Hermione took a deep shuddering breath and tried to imagine she was somewhere else, a better place in a kinder time, when she was loved and no one ever hurt her, and once she'd calmed, she turned her attention to the battered watch she'd stolen from one of the other kids, stolen because hers had been ripped off her wrist and stomped on by one of the older girls. She watched the second hand tick and then, at the stroke of midnight, Hermione squeezed her eyes shut, making her birthday wish as she turned six years old.

She wished, with all her heart, that she was free.

And then the padlock, locking her inside the room she had the misfortune of calling her bedroom, floated soundlessly to the floor, meeting the ground with a soft clunk. The door swung open.

Hermione froze for a few seconds, then decided to grant her own wish. She crept out of her room, silently slinking along the wall, hidden in the shadows. She made it to the kitchen safely and then set about getting enough food to at least last a few days- a loaf of bread, a couple bottles of water and a bunch of apples, unable to help her trembling with fear as she thought about what would happen to her if she was caught.

Next making her way to the coatroom, a room where the children were forbidden to go, Hermione found a small satchel into which she placed the food.

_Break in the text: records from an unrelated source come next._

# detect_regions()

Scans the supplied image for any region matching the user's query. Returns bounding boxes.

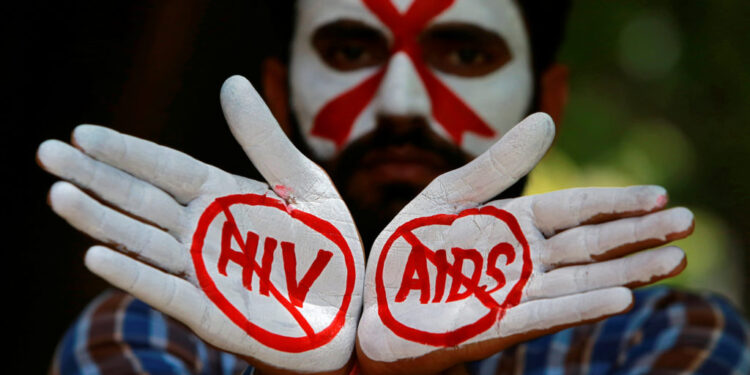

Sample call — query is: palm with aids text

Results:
[37,76,364,373]
[357,114,693,374]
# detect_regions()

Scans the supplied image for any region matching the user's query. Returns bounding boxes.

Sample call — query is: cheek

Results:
[290,43,377,160]
[439,58,533,156]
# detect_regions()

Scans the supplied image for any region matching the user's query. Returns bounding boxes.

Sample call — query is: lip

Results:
[361,145,448,169]
[360,145,448,185]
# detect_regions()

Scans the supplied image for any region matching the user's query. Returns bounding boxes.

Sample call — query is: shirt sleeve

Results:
[616,290,750,375]
[466,286,750,375]
[50,291,248,375]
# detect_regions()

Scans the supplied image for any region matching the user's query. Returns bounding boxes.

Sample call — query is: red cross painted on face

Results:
[312,0,496,149]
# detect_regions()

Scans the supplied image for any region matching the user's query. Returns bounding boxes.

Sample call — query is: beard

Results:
[316,117,525,254]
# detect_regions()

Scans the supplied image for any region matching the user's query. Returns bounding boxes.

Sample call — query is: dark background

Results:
[8,0,750,374]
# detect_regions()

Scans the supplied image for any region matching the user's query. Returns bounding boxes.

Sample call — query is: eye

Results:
[312,20,389,71]
[448,47,490,66]
[419,24,511,77]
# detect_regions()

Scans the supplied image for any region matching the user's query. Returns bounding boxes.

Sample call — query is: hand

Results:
[37,76,364,372]
[357,114,693,374]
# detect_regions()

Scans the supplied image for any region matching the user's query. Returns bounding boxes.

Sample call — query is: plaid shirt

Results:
[50,287,750,375]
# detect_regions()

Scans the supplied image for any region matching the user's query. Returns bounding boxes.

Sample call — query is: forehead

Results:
[297,0,523,35]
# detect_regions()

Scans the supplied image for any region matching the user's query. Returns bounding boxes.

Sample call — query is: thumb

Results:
[221,75,332,201]
[418,112,555,212]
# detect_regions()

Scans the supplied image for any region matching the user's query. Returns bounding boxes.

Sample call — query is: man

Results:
[39,0,748,373]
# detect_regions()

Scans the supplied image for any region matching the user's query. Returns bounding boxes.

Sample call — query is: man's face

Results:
[290,0,533,244]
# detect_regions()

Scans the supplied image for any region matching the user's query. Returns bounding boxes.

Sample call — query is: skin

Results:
[38,2,692,374]
[262,3,692,374]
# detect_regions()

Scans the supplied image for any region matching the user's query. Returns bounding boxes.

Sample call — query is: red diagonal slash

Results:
[403,231,500,309]
[312,0,495,148]
[221,205,315,337]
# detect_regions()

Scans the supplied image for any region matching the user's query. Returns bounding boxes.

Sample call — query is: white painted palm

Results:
[358,114,693,373]
[38,76,364,372]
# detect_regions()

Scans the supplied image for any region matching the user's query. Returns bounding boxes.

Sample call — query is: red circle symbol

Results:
[375,206,532,347]
[190,194,356,353]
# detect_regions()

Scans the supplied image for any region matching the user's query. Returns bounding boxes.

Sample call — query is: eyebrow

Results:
[314,19,385,40]
[422,22,505,42]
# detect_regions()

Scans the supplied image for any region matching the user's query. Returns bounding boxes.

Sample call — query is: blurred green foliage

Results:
[527,0,750,311]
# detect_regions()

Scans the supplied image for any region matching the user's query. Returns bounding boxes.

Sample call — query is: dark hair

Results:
[265,0,571,75]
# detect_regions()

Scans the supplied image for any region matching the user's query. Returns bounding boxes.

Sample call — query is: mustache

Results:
[326,116,472,181]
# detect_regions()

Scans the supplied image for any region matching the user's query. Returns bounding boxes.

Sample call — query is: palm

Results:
[358,115,692,373]
[39,77,364,371]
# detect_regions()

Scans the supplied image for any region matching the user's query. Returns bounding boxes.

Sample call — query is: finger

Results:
[73,125,211,204]
[85,246,205,325]
[543,207,693,268]
[419,113,555,212]
[499,288,633,337]
[37,140,182,231]
[526,246,687,299]
[49,182,188,275]
[532,185,667,236]
[221,76,335,198]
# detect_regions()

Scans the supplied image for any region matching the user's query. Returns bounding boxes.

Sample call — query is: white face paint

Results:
[290,0,533,159]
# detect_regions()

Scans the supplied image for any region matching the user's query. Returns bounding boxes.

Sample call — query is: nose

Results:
[374,52,431,119]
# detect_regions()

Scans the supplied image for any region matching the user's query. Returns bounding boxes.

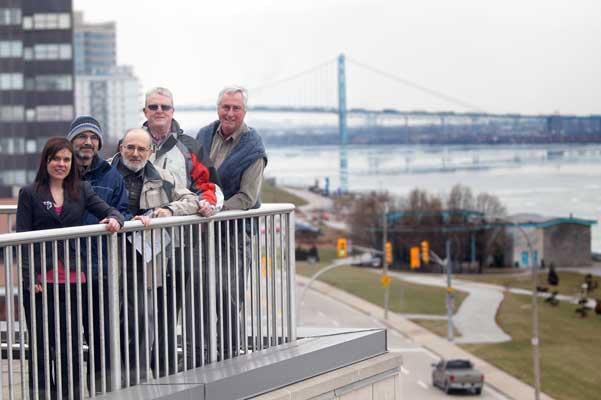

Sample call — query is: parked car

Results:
[358,253,382,268]
[432,359,484,394]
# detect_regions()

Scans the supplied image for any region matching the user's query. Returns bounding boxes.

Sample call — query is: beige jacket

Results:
[108,155,200,288]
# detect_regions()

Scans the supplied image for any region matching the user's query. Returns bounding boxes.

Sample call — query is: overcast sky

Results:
[74,0,601,115]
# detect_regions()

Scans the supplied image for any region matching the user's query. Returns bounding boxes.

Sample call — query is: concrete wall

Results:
[505,226,547,268]
[254,353,402,400]
[543,224,592,267]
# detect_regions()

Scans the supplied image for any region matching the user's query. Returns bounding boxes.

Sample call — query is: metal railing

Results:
[0,204,296,399]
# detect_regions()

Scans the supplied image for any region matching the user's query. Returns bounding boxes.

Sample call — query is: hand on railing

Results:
[197,200,215,217]
[99,218,121,233]
[132,214,151,226]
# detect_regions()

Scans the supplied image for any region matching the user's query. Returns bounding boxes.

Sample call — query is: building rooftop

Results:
[503,213,597,228]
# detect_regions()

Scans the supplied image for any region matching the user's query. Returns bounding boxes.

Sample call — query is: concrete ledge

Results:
[92,329,384,400]
[253,353,402,400]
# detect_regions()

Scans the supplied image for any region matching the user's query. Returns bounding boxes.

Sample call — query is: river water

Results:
[176,113,601,251]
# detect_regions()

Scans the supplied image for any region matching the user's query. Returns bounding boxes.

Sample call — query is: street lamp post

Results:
[514,224,540,400]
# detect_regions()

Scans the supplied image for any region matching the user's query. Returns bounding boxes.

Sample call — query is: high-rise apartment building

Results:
[75,65,142,142]
[73,11,117,75]
[0,0,74,197]
[73,11,142,140]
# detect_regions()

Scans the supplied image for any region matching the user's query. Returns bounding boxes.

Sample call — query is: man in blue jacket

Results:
[67,115,131,393]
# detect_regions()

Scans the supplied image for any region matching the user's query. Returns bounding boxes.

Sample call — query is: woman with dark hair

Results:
[17,137,123,399]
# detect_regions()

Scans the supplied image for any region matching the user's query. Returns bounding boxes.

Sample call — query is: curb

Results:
[297,274,554,400]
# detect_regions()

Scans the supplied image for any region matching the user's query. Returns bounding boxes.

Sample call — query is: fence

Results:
[0,204,296,399]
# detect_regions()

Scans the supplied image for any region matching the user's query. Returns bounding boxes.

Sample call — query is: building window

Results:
[0,40,23,58]
[23,17,33,30]
[0,73,23,90]
[23,13,71,30]
[35,105,73,122]
[0,106,25,122]
[0,8,21,26]
[25,139,38,154]
[25,75,73,92]
[32,44,71,60]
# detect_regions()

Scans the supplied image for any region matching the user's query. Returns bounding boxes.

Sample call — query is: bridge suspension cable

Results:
[347,57,484,112]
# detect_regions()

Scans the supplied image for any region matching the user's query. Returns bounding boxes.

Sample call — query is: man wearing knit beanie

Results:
[67,115,131,395]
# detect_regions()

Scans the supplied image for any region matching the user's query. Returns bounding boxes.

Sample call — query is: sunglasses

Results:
[146,104,173,111]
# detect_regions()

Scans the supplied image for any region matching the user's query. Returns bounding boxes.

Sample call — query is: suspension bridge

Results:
[178,54,601,192]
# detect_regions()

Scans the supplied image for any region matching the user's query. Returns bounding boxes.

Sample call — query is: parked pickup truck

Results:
[432,360,484,394]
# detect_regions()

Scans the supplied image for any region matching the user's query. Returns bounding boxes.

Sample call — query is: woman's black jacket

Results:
[17,181,123,288]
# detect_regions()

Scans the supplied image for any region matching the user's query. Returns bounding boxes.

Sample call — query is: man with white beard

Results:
[111,128,221,384]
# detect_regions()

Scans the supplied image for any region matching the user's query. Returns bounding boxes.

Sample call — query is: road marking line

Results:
[483,384,508,400]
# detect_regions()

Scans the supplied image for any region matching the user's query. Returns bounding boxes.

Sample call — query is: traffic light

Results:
[336,238,347,258]
[422,240,430,264]
[384,242,392,265]
[410,247,420,269]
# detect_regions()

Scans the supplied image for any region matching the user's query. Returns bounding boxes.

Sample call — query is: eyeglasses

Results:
[123,144,152,154]
[75,133,100,142]
[146,104,173,111]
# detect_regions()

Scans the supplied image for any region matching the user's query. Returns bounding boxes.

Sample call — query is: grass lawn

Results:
[461,293,601,400]
[411,319,461,338]
[261,181,307,207]
[296,258,466,315]
[455,271,601,297]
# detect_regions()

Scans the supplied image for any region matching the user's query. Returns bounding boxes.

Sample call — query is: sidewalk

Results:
[297,275,552,400]
[390,272,511,343]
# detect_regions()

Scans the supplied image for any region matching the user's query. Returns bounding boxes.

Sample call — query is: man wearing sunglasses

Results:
[144,87,223,376]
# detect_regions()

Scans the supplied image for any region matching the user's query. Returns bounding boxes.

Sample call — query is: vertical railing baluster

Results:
[279,213,288,344]
[199,224,210,368]
[269,215,278,346]
[255,217,263,350]
[53,240,63,397]
[96,236,106,394]
[225,221,233,359]
[40,242,50,400]
[231,219,244,357]
[150,229,162,380]
[206,221,217,363]
[241,218,247,354]
[165,226,176,375]
[188,224,195,371]
[16,245,25,399]
[86,236,96,397]
[107,233,121,390]
[286,211,296,342]
[75,239,84,399]
[175,225,186,372]
[216,221,225,360]
[0,246,15,400]
[63,239,75,399]
[119,233,129,387]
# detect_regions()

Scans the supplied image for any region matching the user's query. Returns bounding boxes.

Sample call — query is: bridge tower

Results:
[338,54,348,193]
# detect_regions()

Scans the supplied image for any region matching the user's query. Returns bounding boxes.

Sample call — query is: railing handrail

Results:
[0,203,295,246]
[0,204,17,214]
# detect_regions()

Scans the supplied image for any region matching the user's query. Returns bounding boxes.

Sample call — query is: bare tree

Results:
[447,183,475,210]
[347,192,393,248]
[476,192,507,220]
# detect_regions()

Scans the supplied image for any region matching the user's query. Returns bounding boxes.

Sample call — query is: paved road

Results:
[297,288,506,400]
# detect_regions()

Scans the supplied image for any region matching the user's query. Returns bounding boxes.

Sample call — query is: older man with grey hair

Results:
[195,86,267,359]
[196,86,267,210]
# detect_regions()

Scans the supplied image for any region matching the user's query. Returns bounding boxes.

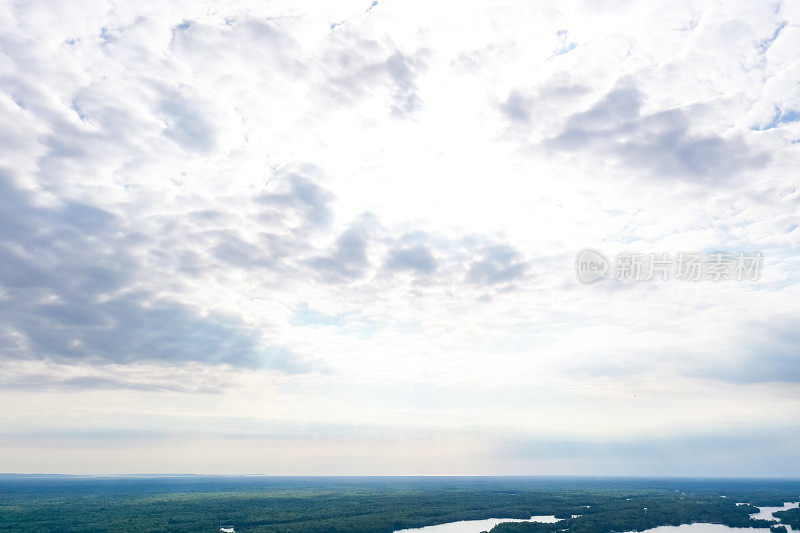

And then she used her secret thing to unlock the door of the orphanage and creep out into the dark of the night.

Little Hermione walked for hours until she reached the city of London. Her feet were bruised and blistered, her legs ached and her eyelids were so heavy she could barely see ahead. The first park she found, she curled up under one of the thick bushes and fell into an exhausted sleep.

She slept there for three more nights. It was uncomfortable and cold and on the third night it rained, soaking her to the bone, until she used her secret thing to dry herself again. The food didn't last long and the nights and days stretched on forever. She was dirty and exhausted and starving, but it was still better then Saint Agnes's.

And then, on the fifth day of her new freedom, everything changed. That's when she met Sting.

Sting was a boy and he was ten. He'd also been living on the street for two years. He took her under his wing, introducing her to other homeless, street kids and teaching her how to survive. He taught her how to pick pockets so that they could eat. He taught her how to find the various hidey-holes, like burned out warehouses and vacant lots, how to spot dangers, like the police, and men with eyes that stared too long, too interested. He taught her where the good places to sleep were, and how to fight, both hand to hand and with blades, stealing for her her first switchblade.

It was Sting who told her she needed a street name, and so Hermione Jane Granger became just Jane. And, for the first time in years, Jane was happy.